George Daniels

Personal information
- Full name: George Daniels
- Born: 19 September 1807 Midhurst, Sussex, England
- Died: 2 October 1853 (aged 46) Midhurst, Sussex, England
- Batting: Unknown

Domestic team information
- 1839: Sussex
- 1830–1835: Sussex

Career statistics
| Competition | First-class |
| Matches | 5 |
| Runs scored | 46 |
| Batting average | 5.11 |
| 100s/50s | –/– |
| Top score | 13 |
| Balls bowled | – |
| Wickets | – |
| Bowling average | – |
| 5 wickets in innings | – |
| 10 wickets in match | – |
| Best bowling | – |
| Catches/stumpings | 4/– |
- Source: Cricinfo, 22 December 2011

= George Daniels (cricketer) =

English cricketer

George Daniels (19 September 1807 – 2 October 1853) was an English cricketer.
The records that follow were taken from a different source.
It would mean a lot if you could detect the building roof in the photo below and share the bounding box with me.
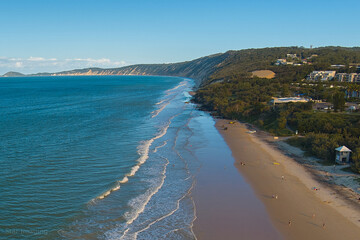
[335,146,351,152]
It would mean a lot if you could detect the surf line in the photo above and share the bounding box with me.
[120,156,169,239]
[90,115,177,203]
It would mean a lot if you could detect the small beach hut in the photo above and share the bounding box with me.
[335,146,351,164]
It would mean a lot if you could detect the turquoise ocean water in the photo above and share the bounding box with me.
[0,76,200,239]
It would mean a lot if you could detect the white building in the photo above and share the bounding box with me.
[286,53,297,58]
[270,97,310,105]
[307,71,336,81]
[275,58,286,66]
[335,73,360,82]
[335,146,351,164]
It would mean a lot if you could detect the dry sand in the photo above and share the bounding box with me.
[216,120,360,240]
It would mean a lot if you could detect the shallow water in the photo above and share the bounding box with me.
[0,76,278,239]
[0,76,200,239]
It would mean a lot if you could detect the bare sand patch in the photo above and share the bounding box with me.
[216,120,360,240]
[252,70,275,79]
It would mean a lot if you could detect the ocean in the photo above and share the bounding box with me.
[0,76,202,239]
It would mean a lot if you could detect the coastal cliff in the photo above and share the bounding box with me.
[3,53,229,86]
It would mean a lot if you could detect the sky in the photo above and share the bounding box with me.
[0,0,360,74]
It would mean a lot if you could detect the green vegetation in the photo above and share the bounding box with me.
[195,47,360,171]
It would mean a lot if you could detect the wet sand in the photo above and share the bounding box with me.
[216,120,360,240]
[190,116,282,240]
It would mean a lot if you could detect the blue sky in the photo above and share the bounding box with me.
[0,0,360,74]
Daniels' batting style is unknown. He was born at Midhurst, Sussex.

Daniels made his first-class debut for Sussex against Surrey in 1830. He made three further first-class appearances for Sussex, against Surrey in a return match in 1830 and Nottinghamshire and Yorkshire in 1835. He later played in Sussex County Cricket Club's inaugural first-class match against the Marylebone Cricket Club at Lord's in 1839. In his total of five first-class matches, Daniels scored a total of 46 runs at an average of 5.11, with a high score of 13.

He died at the town of his birth on 2 October 1853.